# Stochastic Depth

Stochastic depth is a regularization method for deep residual networks. During training, it randomly skips entire residual blocks. Instead of dropping individual activations, as dropout does, stochastic depth drops whole computational paths.

A standard residual block computes

$$
y = x + F(x),
$$

where $x$ is the input and $F(x)$ is the residual branch. With stochastic depth, the residual branch is randomly kept or removed during training:

$$
y = x + bF(x),
$$

where $b\sim\mathrm{Bernoulli}(p)$. Here $p$ is the probability of keeping the residual branch.

### Motivation

Very deep networks can overfit and can also become difficult to optimize. Residual connections make deep training more stable, but large residual networks still contain many layers and many parameters.

Stochastic depth improves regularization by forcing the model to work with many shallower subnetworks during training. On one step, a block may be active. On another step, the same block may be skipped.

This has two effects.

First, it reduces co-adaptation between blocks. A block cannot assume that every previous residual transformation is always present.

Second, it shortens the effective network depth during training. Gradients can pass through fewer transformations, which can improve optimization in very deep networks.

### Residual Blocks

Residual networks are built from blocks of the form

$$
y = x + F(x).
$$

The skip connection $x$ gives the network a direct identity path. If $F(x)$ learns a useful transformation, the block modifies the representation. If $F(x)$ is unnecessary, the block can learn a function close to zero.

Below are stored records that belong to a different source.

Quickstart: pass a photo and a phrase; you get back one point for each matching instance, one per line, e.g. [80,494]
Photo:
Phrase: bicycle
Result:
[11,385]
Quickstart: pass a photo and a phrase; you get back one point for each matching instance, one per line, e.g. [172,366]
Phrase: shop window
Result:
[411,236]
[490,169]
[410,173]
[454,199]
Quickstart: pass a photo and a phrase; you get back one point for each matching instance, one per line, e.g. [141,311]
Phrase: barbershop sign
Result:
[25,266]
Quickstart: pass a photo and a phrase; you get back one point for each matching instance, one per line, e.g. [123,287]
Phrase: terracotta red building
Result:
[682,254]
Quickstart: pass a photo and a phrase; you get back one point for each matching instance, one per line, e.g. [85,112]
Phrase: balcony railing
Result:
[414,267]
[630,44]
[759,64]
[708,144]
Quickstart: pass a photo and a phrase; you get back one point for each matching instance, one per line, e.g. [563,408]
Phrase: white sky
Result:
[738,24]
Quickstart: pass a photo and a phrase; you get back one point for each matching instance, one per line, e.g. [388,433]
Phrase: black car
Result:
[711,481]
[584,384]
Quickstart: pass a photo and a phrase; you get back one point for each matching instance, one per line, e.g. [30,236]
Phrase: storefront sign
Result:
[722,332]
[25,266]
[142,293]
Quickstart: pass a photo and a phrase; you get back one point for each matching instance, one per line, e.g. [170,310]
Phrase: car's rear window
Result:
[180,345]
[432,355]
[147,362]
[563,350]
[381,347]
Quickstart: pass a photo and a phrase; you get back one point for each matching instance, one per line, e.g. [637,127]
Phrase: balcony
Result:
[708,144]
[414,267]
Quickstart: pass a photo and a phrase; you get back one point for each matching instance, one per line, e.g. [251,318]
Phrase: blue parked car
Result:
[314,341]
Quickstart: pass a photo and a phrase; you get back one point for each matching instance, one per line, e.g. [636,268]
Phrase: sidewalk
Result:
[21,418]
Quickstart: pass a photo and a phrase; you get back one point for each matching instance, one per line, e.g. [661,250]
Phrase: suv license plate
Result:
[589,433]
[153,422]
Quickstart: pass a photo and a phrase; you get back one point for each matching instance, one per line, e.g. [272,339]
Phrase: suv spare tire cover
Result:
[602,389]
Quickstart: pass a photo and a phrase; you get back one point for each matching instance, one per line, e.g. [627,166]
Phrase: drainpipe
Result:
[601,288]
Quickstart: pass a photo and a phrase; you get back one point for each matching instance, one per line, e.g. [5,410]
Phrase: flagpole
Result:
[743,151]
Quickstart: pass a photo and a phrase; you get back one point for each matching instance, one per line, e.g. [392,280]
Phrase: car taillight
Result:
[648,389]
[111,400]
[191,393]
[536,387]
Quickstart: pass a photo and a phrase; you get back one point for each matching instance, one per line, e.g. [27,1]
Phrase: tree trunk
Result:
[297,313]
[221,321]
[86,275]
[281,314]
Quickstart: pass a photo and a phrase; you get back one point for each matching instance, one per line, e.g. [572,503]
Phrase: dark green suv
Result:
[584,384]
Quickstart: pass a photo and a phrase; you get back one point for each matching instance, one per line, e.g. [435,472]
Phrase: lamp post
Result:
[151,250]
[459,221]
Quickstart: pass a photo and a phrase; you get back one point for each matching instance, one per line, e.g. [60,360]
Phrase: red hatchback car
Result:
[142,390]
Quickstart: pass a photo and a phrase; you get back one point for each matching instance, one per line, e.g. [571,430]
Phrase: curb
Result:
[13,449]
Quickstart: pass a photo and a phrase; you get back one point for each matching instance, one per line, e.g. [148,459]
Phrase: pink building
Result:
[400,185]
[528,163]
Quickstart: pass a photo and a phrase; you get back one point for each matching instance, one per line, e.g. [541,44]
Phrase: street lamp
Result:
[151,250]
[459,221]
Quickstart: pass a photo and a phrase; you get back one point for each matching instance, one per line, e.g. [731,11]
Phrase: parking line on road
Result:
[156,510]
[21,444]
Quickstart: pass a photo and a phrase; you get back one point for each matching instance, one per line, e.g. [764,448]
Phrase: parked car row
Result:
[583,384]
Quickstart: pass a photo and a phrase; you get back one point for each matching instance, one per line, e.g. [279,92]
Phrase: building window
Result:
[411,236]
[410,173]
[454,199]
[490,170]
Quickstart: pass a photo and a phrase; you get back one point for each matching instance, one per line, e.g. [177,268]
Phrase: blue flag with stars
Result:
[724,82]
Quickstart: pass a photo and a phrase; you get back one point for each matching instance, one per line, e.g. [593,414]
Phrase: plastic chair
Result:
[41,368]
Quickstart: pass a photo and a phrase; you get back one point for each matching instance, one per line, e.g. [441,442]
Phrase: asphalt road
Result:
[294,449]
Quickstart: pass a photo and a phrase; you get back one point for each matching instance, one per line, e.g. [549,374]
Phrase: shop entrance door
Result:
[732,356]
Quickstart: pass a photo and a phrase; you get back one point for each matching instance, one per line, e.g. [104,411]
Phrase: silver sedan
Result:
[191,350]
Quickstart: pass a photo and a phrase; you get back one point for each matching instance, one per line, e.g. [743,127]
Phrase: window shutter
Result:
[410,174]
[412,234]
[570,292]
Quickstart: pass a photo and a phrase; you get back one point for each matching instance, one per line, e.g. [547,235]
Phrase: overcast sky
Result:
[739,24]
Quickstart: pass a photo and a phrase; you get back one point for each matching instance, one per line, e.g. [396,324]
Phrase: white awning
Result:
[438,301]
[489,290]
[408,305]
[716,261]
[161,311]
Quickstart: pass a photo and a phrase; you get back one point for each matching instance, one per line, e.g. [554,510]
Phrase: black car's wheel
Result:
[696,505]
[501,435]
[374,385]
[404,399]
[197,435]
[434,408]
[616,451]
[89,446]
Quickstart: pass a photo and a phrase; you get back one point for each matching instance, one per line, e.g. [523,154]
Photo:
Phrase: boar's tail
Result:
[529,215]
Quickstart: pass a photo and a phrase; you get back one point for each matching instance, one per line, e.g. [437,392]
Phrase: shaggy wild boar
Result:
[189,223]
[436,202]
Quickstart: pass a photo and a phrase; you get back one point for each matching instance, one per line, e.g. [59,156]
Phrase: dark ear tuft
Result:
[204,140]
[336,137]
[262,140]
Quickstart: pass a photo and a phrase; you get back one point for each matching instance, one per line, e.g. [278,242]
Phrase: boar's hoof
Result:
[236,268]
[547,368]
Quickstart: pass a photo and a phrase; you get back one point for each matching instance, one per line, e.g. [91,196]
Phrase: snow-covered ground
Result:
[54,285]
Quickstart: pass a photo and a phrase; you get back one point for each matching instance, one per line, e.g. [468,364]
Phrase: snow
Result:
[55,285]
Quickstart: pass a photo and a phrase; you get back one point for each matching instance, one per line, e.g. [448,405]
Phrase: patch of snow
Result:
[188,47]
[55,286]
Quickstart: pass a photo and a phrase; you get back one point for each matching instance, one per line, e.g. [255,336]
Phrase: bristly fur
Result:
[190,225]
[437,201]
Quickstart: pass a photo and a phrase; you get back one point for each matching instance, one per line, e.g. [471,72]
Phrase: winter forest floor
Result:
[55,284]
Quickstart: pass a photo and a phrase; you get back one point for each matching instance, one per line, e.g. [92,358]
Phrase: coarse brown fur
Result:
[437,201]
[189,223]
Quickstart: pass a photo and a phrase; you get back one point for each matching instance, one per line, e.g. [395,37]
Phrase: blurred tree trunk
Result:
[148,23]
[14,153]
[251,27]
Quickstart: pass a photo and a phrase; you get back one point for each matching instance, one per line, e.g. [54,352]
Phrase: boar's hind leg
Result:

This structure makes it natural to randomly remove $F(x)$. The identity path remains valid, so the output still has the correct shape.

Stochastic depth works best when the skipped branch and the identity branch have compatible shapes. If a block changes spatial resolution or channel count, the skip path may include a projection. Such blocks require more care.

### Training-Time Rule

A common stochastic depth rule uses a binary mask $b$:

$$
y =
\begin{cases}
x + F(x), & b=1, \\
x, & b=0.
\end{cases}
$$

where

$$
b\sim\mathrm{Bernoulli}(p).
$$

Here $p$ is the survival probability. The drop probability is $1-p$.

If $p=0.9$, the residual branch is used 90 percent of the time and skipped 10 percent of the time.

### Inverted Stochastic Depth

Many implementations use an inverted form:

$$
y = x + \frac{b}{p}F(x).
$$

This keeps the expected residual contribution unchanged during training:

$$
\mathbb{E}\left[\frac{b}{p}F(x)\right] = F(x).
$$

At inference time, all residual branches are used and no random dropping is applied. The block becomes the ordinary residual block:

$$
y = x + F(x).
$$

This mirrors inverted dropout, where scaling is applied during training so inference remains simple.

### Stochastic Depth Versus Dropout

Dropout usually drops individual activation entries. Stochastic depth drops entire residual branches.

| Method | Drops | Common location |
|---|---|---|
| Dropout | Individual activations | MLPs, attention, classifier heads |
| Dropout2d | Channels | CNN feature maps |
| Stochastic depth | Residual branches | ResNets, Transformers, ConvNeXt, ViTs |

Stochastic depth is often better suited to modern residual architectures because it respects the block structure of the model.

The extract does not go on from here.